VMware’s NSX Is an Opportunity to Innovate, Not a Declaration of War
August 27, 2013 Leave a comment
- VMware’s NSX is not a declaration of war on any networking vendor. It is much more cooperative than competitive.
- Network vendors need to add value on top of NSX to remain relevant. Luckily, there are plenty of opportunities to add value.
VMware’s NSX is a network virtualization platform that provides a number of benefits for interconnecting virtual machines to other virtual or physical resources. The virtual network is independent from the underlying network; the virtual network is programmable and responds quickly to VM changes; and new physical or virtual services can be inserted or removed easily for scaling in/out or adding new services. NSX is a technology that enables new capabilities and it is not a declaration of war as some commenters have excitedly said. Network equipment manufacturers (NEMs) still have plenty of room to innovate and provide value outside of virtual networking.
NSX embodies a critical aspect of a software-defined network: modularity. For any service module, IT should be able to replace the product seamlessly. For example, IT should be able to swap (or add) any NSX gateway with any other NSX gateway from a different vendor and have it just work. NSX removes dependencies on particular vendor products and allows IT to find the best products that fit. You may really like Arista’s network applications or prefer Brocade’s VCS fabric. Choose either or both. NSX lets IT use what is best for them while posing little disruption.
For NEMs, NSX is an integration framework. It is a way to support VMware’s server and storage networking virtualization seamlessly, rather than NEMs having to write their own integration with VMware’s various APIs. Networking vendors have already integrated with VMware server virtualization products – sometimes with the hypervisor, sometimes with vCenter – but the integration was not particularly robust and created dependencies. Now NEMs can let NSX configure network ports and let the physical network fabric ensure the packets get to the right destination. Each side plays to its own strengths; VMware connects workflows and the network delivers packets.
VMware is following a similar strategy with networking that it followed with storage; VMware will provide its own networking products with unique capabilities, but NSX will also integrate with other networking products which join other services and physical resources together.
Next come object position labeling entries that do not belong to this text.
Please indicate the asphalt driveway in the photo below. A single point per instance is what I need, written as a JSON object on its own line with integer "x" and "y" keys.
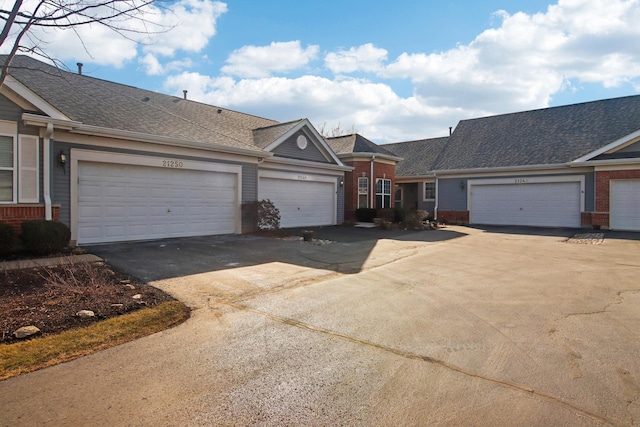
{"x": 460, "y": 326}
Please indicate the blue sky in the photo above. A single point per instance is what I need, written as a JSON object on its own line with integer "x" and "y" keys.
{"x": 392, "y": 71}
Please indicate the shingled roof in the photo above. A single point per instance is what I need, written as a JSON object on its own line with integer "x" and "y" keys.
{"x": 106, "y": 104}
{"x": 355, "y": 143}
{"x": 549, "y": 136}
{"x": 419, "y": 156}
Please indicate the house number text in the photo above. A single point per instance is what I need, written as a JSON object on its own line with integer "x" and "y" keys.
{"x": 172, "y": 164}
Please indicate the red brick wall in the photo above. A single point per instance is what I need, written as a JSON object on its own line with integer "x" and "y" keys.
{"x": 600, "y": 218}
{"x": 16, "y": 214}
{"x": 453, "y": 217}
{"x": 380, "y": 170}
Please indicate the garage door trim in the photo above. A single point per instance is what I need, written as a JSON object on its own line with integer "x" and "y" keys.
{"x": 78, "y": 155}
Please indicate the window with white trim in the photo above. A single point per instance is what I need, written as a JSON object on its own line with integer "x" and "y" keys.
{"x": 429, "y": 191}
{"x": 363, "y": 192}
{"x": 383, "y": 193}
{"x": 7, "y": 160}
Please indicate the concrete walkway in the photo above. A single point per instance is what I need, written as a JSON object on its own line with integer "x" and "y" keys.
{"x": 468, "y": 328}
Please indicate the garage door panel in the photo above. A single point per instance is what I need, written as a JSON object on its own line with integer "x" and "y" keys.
{"x": 625, "y": 205}
{"x": 129, "y": 202}
{"x": 537, "y": 204}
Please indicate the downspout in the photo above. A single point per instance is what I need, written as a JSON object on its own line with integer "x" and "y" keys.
{"x": 46, "y": 170}
{"x": 373, "y": 195}
{"x": 435, "y": 208}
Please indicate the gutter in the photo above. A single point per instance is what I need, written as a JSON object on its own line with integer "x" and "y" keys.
{"x": 80, "y": 128}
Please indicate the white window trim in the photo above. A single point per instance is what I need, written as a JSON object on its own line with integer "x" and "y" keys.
{"x": 424, "y": 191}
{"x": 365, "y": 194}
{"x": 10, "y": 129}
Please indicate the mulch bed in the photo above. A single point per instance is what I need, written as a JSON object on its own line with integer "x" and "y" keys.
{"x": 50, "y": 297}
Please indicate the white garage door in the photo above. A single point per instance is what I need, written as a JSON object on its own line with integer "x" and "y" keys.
{"x": 301, "y": 203}
{"x": 126, "y": 202}
{"x": 625, "y": 205}
{"x": 535, "y": 204}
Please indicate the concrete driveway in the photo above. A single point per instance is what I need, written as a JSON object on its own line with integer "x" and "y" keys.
{"x": 460, "y": 326}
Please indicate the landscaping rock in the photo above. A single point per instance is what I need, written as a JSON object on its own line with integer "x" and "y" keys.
{"x": 26, "y": 331}
{"x": 85, "y": 313}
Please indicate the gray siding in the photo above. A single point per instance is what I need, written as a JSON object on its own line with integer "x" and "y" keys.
{"x": 340, "y": 200}
{"x": 631, "y": 149}
{"x": 61, "y": 184}
{"x": 290, "y": 149}
{"x": 590, "y": 192}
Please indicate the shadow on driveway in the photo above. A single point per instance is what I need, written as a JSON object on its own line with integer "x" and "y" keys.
{"x": 163, "y": 259}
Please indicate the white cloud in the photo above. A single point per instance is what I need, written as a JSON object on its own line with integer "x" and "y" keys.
{"x": 362, "y": 58}
{"x": 264, "y": 61}
{"x": 160, "y": 31}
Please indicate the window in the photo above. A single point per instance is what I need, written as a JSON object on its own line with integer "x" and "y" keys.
{"x": 383, "y": 193}
{"x": 6, "y": 168}
{"x": 429, "y": 191}
{"x": 363, "y": 192}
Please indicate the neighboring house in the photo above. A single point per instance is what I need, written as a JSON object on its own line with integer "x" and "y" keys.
{"x": 371, "y": 182}
{"x": 118, "y": 163}
{"x": 569, "y": 166}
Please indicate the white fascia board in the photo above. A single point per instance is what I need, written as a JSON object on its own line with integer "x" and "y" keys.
{"x": 306, "y": 163}
{"x": 305, "y": 122}
{"x": 79, "y": 128}
{"x": 611, "y": 148}
{"x": 34, "y": 99}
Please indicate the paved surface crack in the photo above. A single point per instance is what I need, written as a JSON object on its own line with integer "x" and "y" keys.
{"x": 528, "y": 391}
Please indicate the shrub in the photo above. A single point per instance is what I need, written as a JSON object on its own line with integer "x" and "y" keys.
{"x": 366, "y": 214}
{"x": 268, "y": 215}
{"x": 45, "y": 237}
{"x": 6, "y": 238}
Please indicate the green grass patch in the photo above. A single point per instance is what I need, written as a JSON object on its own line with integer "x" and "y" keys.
{"x": 39, "y": 353}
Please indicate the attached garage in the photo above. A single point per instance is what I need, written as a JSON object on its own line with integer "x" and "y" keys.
{"x": 625, "y": 204}
{"x": 122, "y": 202}
{"x": 526, "y": 201}
{"x": 303, "y": 200}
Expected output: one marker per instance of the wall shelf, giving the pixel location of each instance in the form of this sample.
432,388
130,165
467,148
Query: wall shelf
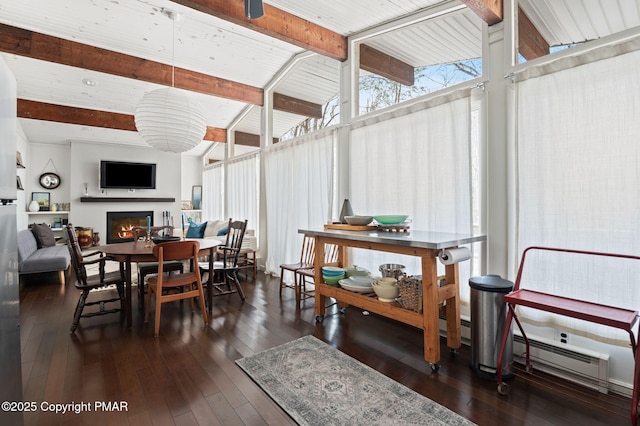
126,200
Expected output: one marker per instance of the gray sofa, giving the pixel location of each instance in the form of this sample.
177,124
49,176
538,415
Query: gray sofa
33,260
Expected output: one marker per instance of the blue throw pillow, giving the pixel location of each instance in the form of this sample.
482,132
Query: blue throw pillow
195,230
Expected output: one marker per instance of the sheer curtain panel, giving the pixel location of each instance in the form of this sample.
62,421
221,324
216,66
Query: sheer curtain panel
298,187
242,189
416,164
579,168
213,193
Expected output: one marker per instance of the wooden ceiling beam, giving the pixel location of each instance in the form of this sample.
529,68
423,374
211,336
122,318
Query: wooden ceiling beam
490,11
531,44
248,139
296,106
380,63
52,49
34,45
94,118
278,24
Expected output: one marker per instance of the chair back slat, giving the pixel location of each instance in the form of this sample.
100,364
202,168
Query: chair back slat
176,250
308,253
140,232
233,245
76,254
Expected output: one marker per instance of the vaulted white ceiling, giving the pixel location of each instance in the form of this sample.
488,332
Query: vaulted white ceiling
210,45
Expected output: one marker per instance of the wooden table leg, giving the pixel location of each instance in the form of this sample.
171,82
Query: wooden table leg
431,326
318,262
210,281
127,291
454,339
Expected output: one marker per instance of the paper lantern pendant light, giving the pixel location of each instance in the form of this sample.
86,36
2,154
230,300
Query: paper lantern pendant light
169,120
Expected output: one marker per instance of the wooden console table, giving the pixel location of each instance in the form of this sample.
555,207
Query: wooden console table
424,244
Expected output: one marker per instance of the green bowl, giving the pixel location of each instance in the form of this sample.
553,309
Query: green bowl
391,219
332,280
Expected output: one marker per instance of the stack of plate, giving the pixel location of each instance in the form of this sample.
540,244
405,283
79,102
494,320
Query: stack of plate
357,284
332,274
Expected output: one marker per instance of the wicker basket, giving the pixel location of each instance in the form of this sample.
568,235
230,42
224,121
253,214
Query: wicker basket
410,291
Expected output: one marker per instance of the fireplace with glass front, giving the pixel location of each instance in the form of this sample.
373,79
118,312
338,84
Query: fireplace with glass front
120,224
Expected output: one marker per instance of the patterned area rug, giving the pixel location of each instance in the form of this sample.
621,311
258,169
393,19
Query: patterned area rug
319,385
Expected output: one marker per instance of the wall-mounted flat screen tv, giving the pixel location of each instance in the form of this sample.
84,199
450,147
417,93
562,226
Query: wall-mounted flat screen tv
127,175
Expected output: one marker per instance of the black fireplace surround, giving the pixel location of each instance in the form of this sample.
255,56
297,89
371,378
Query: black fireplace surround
119,225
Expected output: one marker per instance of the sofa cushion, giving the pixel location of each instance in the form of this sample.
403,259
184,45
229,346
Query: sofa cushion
46,259
213,227
196,230
27,245
44,235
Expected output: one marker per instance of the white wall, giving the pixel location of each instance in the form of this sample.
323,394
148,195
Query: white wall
191,175
83,166
23,196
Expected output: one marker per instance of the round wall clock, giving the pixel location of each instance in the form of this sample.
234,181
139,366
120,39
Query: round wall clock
49,180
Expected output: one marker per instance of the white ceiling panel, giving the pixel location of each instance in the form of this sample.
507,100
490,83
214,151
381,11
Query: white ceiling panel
448,38
213,46
563,22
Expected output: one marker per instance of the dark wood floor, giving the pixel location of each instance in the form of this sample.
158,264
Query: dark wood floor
187,375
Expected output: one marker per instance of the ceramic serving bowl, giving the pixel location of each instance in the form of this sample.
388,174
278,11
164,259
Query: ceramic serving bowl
391,219
387,281
355,286
394,270
357,271
333,271
358,220
385,293
332,280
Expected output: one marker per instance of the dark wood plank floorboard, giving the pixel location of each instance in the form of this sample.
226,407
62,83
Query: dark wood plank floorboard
188,376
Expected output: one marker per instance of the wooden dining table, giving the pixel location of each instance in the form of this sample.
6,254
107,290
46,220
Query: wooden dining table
139,251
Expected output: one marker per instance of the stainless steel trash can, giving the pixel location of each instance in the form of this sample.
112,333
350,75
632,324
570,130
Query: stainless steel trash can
488,317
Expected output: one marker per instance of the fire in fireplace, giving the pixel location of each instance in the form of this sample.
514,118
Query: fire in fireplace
120,224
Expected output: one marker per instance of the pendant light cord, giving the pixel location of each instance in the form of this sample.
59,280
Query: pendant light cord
173,51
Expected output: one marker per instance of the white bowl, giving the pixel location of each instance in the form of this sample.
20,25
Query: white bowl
387,281
361,281
358,220
385,293
357,288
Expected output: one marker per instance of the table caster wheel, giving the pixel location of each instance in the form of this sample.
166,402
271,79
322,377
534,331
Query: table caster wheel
503,389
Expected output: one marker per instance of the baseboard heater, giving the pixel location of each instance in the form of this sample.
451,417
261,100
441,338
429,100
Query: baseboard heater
578,365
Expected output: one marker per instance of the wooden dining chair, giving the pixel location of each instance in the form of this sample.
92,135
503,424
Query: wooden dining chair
149,268
307,256
225,269
331,252
87,284
189,282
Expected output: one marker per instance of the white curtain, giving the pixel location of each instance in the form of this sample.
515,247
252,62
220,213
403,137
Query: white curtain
213,193
242,189
578,174
298,184
416,164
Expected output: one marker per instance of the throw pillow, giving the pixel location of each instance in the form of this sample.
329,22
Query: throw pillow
213,226
44,235
196,230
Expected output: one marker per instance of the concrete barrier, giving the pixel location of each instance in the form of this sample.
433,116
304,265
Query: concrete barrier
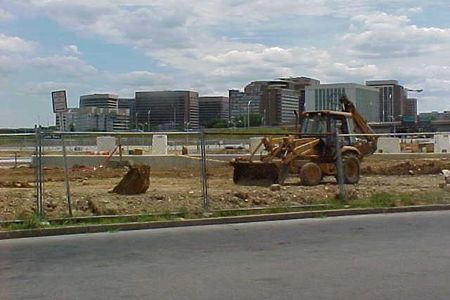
156,162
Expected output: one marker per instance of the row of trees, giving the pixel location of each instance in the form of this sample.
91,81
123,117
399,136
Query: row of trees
240,121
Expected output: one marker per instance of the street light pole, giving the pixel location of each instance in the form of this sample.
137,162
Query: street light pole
148,119
174,115
135,121
248,113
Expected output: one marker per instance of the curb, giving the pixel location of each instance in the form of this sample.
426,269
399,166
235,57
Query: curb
215,221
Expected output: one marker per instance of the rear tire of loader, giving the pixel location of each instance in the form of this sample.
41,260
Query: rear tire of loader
310,174
351,168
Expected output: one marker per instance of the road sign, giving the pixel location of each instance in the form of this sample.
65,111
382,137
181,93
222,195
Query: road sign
59,100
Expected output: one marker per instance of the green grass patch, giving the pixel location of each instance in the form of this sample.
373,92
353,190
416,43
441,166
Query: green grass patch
378,200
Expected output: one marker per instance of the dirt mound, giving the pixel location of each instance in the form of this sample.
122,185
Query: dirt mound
136,181
15,184
406,168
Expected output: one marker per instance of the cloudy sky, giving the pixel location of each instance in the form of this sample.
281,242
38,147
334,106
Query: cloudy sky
211,46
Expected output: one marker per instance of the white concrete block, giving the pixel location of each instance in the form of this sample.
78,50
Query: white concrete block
441,143
159,145
388,145
254,142
106,143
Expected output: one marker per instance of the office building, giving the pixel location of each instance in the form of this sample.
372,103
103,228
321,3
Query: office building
105,110
274,100
99,100
212,108
241,104
128,103
299,84
95,119
167,109
278,105
326,97
391,98
409,107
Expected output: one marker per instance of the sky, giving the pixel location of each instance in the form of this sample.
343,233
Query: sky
113,46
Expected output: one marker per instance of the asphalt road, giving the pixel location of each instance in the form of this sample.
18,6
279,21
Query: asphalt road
397,256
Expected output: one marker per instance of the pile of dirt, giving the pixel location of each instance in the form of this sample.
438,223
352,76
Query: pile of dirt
16,184
422,167
136,181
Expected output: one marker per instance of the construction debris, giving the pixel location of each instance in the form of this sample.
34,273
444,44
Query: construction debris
136,181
For example, NSX will have a virtual firewall built in or customers can opt to use a third-party firewall that has integrated with NSX. As long as the third-party firewall can perform the tasks required, the actual firewall technology used to control network access is immaterial to NSX.
VMware’s NSX strategy is much more cooperative than competitive. NSX takes away some functions from the network, such as VM-to-VM connectivity, and puts them into an NSX network. The physical network is responsible for providing a reliable and responsive network which interconnects NSX nodes. VMware cannot afford to alienate its ecosystem and I do not think it has now. Either NEMs will figure out how they can provide value on top of network virtualization or they won’t, but that is not VMware’s doing.